A test for major depression claiming to be a test for depression. Apparently the people at “InteliHealth” aren’t up on their set theory.
Okay, for those of you who have been misled by this test, there are several kinds of depression. I will deal here with only two (leaving out bipolar, psychotic, and compound depressions):
Major depression. Typically has a definite onset period. This is why statements like “1. I was bothered by things that don’t usually bother me” apply only to major depression. Causes sleeplessness, loss of appetite, and loss of interest in sex. People with major depression often seem completely unaffected by their environments, and impossible to cheer up.
Atypical depression is the kind the people who write these tests don’t give a rip about. Restless sleep? Not a standard feature of atypical depression. Atypicals tend to sleep too much, sometimes eat too much, and feel quite easily affected by their environments. Can rarely recall a time when the depression “hit”; often say it has been around for as long as they can remember. So obviously there is a lot distinguishing atypical from major depression.
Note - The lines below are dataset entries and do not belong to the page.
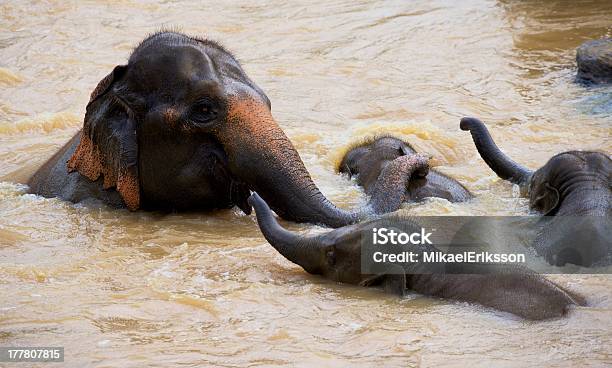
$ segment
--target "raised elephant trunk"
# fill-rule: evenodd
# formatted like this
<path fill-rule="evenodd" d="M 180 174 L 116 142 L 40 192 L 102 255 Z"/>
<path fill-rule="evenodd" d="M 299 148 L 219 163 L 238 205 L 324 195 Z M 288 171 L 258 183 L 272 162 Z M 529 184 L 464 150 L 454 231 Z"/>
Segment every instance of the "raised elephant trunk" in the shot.
<path fill-rule="evenodd" d="M 302 266 L 307 272 L 317 274 L 321 266 L 321 246 L 317 237 L 302 237 L 285 230 L 276 221 L 270 207 L 257 193 L 248 202 L 257 213 L 257 223 L 262 234 L 283 257 Z"/>
<path fill-rule="evenodd" d="M 487 127 L 476 118 L 463 118 L 461 130 L 469 130 L 482 159 L 502 179 L 520 186 L 529 183 L 533 171 L 512 161 L 497 147 Z"/>

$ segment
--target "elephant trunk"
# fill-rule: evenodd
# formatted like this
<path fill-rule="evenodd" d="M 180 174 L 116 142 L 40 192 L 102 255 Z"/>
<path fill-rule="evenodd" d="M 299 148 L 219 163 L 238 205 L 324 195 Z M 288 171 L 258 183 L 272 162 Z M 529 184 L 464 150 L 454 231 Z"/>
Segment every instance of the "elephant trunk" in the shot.
<path fill-rule="evenodd" d="M 283 257 L 302 266 L 308 273 L 321 273 L 321 249 L 317 246 L 316 237 L 302 237 L 285 230 L 257 193 L 253 193 L 248 202 L 255 209 L 257 223 L 268 243 Z"/>
<path fill-rule="evenodd" d="M 497 147 L 487 127 L 476 118 L 462 118 L 461 130 L 469 130 L 482 159 L 502 179 L 520 186 L 529 183 L 533 171 L 517 164 Z"/>
<path fill-rule="evenodd" d="M 216 136 L 228 154 L 230 170 L 279 216 L 331 227 L 359 220 L 359 213 L 337 208 L 321 193 L 262 101 L 231 98 L 227 124 L 218 128 Z"/>

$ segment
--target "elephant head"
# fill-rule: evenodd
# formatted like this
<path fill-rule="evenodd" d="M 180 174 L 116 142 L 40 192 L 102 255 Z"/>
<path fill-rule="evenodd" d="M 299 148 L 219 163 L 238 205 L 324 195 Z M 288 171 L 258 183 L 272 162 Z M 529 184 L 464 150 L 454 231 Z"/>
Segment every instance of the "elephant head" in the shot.
<path fill-rule="evenodd" d="M 559 153 L 536 170 L 529 182 L 529 202 L 535 210 L 548 216 L 610 215 L 601 211 L 610 207 L 612 160 L 602 152 L 568 151 Z M 586 190 L 586 193 L 585 193 Z M 568 206 L 576 194 L 586 194 L 582 203 Z M 582 196 L 581 196 L 582 197 Z M 600 197 L 598 199 L 598 197 Z M 590 200 L 589 200 L 590 199 Z M 596 199 L 594 202 L 592 200 Z M 607 199 L 607 203 L 602 201 Z M 593 205 L 596 206 L 593 206 Z M 572 211 L 568 211 L 569 209 Z"/>
<path fill-rule="evenodd" d="M 286 219 L 341 226 L 360 216 L 323 196 L 228 51 L 175 32 L 145 39 L 98 84 L 68 169 L 116 187 L 131 210 L 248 213 L 256 190 Z"/>
<path fill-rule="evenodd" d="M 413 154 L 416 154 L 416 151 L 400 139 L 392 136 L 376 137 L 348 150 L 338 166 L 338 171 L 349 176 L 356 175 L 359 184 L 368 192 L 389 162 Z"/>
<path fill-rule="evenodd" d="M 532 171 L 515 163 L 493 142 L 478 119 L 461 119 L 480 156 L 501 178 L 529 195 L 530 207 L 545 216 L 534 240 L 536 252 L 549 263 L 585 267 L 612 263 L 612 160 L 602 152 L 569 151 L 553 156 Z"/>
<path fill-rule="evenodd" d="M 500 178 L 527 191 L 530 206 L 538 212 L 549 216 L 610 214 L 609 155 L 594 151 L 563 152 L 532 171 L 507 157 L 480 120 L 463 118 L 460 128 L 470 131 L 478 153 Z"/>

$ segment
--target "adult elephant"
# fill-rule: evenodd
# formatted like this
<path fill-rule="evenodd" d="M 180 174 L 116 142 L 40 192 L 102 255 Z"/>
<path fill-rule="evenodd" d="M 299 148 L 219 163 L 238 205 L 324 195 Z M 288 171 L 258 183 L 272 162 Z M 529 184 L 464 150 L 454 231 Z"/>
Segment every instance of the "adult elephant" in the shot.
<path fill-rule="evenodd" d="M 535 250 L 549 263 L 563 266 L 612 264 L 612 159 L 596 151 L 568 151 L 538 170 L 507 157 L 478 119 L 461 119 L 483 160 L 502 179 L 529 195 L 532 209 L 543 214 Z"/>
<path fill-rule="evenodd" d="M 130 210 L 239 206 L 250 190 L 282 217 L 338 227 L 362 212 L 319 191 L 270 101 L 219 44 L 145 39 L 91 94 L 83 129 L 29 181 L 32 193 Z"/>

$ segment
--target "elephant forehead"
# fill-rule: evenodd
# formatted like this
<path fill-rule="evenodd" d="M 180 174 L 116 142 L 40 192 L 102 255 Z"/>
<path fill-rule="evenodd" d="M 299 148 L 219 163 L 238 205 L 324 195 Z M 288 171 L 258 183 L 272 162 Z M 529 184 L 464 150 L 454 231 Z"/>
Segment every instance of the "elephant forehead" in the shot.
<path fill-rule="evenodd" d="M 372 143 L 374 147 L 390 149 L 399 149 L 403 144 L 404 142 L 402 140 L 395 137 L 380 137 Z"/>
<path fill-rule="evenodd" d="M 128 65 L 128 81 L 134 87 L 164 89 L 176 84 L 188 87 L 194 81 L 217 80 L 213 60 L 192 46 L 162 48 Z"/>
<path fill-rule="evenodd" d="M 201 96 L 245 96 L 263 100 L 265 93 L 249 79 L 235 59 L 212 47 L 180 45 L 164 47 L 128 66 L 128 89 L 161 95 L 166 100 L 193 101 Z"/>
<path fill-rule="evenodd" d="M 588 165 L 582 153 L 563 152 L 551 157 L 543 169 L 541 171 L 546 171 L 547 175 L 556 176 L 563 173 L 587 170 Z"/>

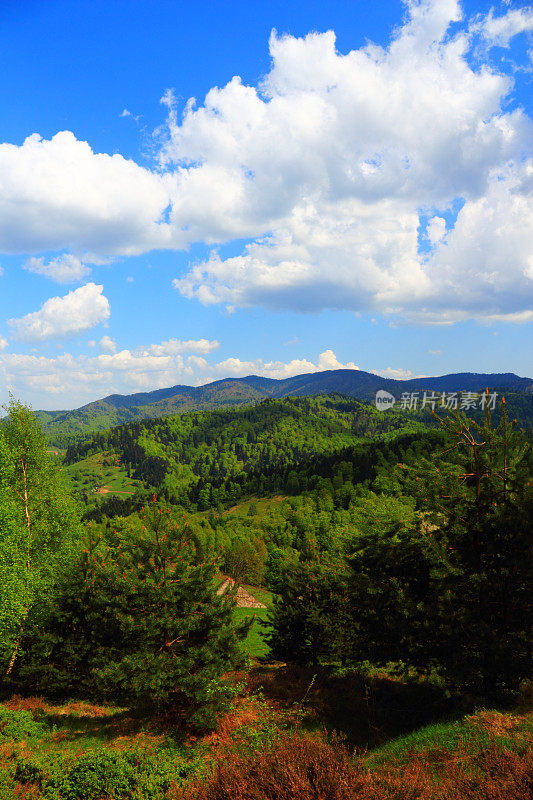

Here is a little parable describing how atypicals get ignored by simplistic tests:
Examiner: Have you been feeling worse in the past six months?
Atypical: No, I’ve felt dismal and crappy all my life.
E: Have you experienced a loss of appetite.
A: [wipes taco sauce off chin] No, not at all. Got any nachos?
E: Have you experienced a sudden decrease in sexual desire?
A: [imagining the Examiner nude on a silk bed] Huh? Uhh, no, not at all.
E: Having trouble sleeping?
A: zzzzzzz
E: Okay, so you’re not having trouble sleeping. Do you feel immune to the affects of your environment. Like, do the things people say have tremendous impact on your emotional state?
A: What do you mean by that? Are you saying I’m a weak, spineless individual? That I have no courage of my convictions? Well you’re right! I should be shot.
E: [scans Depression Indicators List for “zero self esteem”] Has it been possible for you to be cheered up, even temporarily, in the past six months?
A: Are you asking if I’ve ever been happy in the past six months?
E: Yes.
A: Why, yes I have. That time I won the lottery I felt pretty good. The rest of the time I’ve felt like I’m in a living hell.
E: Well, it sounds like you’re doing just fine. I recommend a program of exercise, fresh air, and a positive attitude. Keep smiling!
A: What’s “smiling”?
(I scored a 33 by the way, but I don’t trust it since I wasn’t paying much attention to my answers.) Yes, I’m a little strident about this. I’m starting to feel less like this is an oversight by the “professionals”, and more like immoral negligence. Look knuckleheads, I don’t care if someone eats a side of pork at every meal - if they feel like lemon juice in a paper cut 23 hours a day they are probably depressed. Just admit it.
(And yes, I did read the little
This seems like partial admission that the test covers only a single type of depression but it’s really just more psychobabble. To equate major depression with significant depression? So the suffering of the atypicals is “insignificant”? I’m not even going to comment on that one.